Let's say I am trying to make a decimal adding machine. What I can do is add the first digit of each number together and save the amount that overflows a single digit. For example __7 + __5 = 1 with a carry of two. I can then repeat the process an arbitrary number of times but with taking into account the carry of the previous step. So my machine would only need to be able to add 0 + 0 + 0, 0 + 0 + 1, 0 + 1 + 0, 0 + 1 + 1, ... 9 + 9 + 0, 9 + 9 + 1. That is 200 different things just for addition.

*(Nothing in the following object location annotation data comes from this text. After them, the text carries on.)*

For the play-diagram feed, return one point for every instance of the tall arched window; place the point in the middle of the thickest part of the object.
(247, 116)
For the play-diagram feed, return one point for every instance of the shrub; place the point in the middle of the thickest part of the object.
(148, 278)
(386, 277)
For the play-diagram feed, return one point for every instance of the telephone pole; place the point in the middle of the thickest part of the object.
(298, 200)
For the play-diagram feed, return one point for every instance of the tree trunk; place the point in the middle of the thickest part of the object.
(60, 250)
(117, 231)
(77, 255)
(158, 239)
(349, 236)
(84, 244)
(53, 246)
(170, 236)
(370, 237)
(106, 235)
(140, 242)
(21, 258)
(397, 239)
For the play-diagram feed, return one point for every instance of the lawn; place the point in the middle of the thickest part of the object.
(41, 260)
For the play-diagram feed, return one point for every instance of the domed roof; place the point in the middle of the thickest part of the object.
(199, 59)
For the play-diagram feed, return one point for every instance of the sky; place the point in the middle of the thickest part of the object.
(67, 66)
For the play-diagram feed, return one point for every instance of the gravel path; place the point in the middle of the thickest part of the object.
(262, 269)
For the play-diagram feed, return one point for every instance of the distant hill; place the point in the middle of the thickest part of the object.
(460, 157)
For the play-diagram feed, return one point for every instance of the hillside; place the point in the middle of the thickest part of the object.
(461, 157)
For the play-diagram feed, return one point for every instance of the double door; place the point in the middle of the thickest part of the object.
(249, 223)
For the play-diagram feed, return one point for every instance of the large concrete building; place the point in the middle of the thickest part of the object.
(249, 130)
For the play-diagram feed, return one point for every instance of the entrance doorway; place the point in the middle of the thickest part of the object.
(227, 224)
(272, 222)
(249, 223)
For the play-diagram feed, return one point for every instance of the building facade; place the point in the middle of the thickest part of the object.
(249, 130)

Now lets say I am making a binary adding machine. I do addition but this time in base two. My machine has to only be able to add 0 + 0 + 0, 0 + 0 + 1, 0 + 1 + 0, 0 + 1 + 1, 1 + 0 + 0, 1 + 0 + 1, 1 + 1 + 0, and 1 + 1 + 1. That's only 8 things. This makes a binary machine much more simple and efficient than a decimal machine.
 
If Hitler had died in 1936, WWII wouldn't have happened - at least not in the same way, there's always the possibility of RED ALERT - and our technological development in many areas would be significantly slower. Aircraft and radar, for instance, not to mention the A-bomb.
 
BananaLee said:
I am the High Priest of Zheng He, he is my lord and master

I'm the Prophet of Zheng, he is my lord and savior. So thar. :smug:
 
I'm the Prophet of Zheng, he is my lord and savior. So thar. :smug:
I AM Zheng He, currently making my greatest discovery - an internet message board with one or two intelligent, open-minded people on it. Most out there thing I've ever done.
 
If the crusades had not happened we would not have the hostility between the West and the Middle East.
.

I see no connection between any present hostility and the crusades. The clash of two cultures and religions was inevitable as soon as the Sword of Islam burst out of the furnace of Arabia, 500 years before the crusades. The crusades were just another round of an ongoing conflict, which Europe lost. There was considerable rapprochment with leaders in the Muslim world in the last century; the current wave of fundamentalism is among other things, part of a reaction to globalization and the need for societal change under the old regimes.
 
If communism was never invented we'd have hyperdrive by now.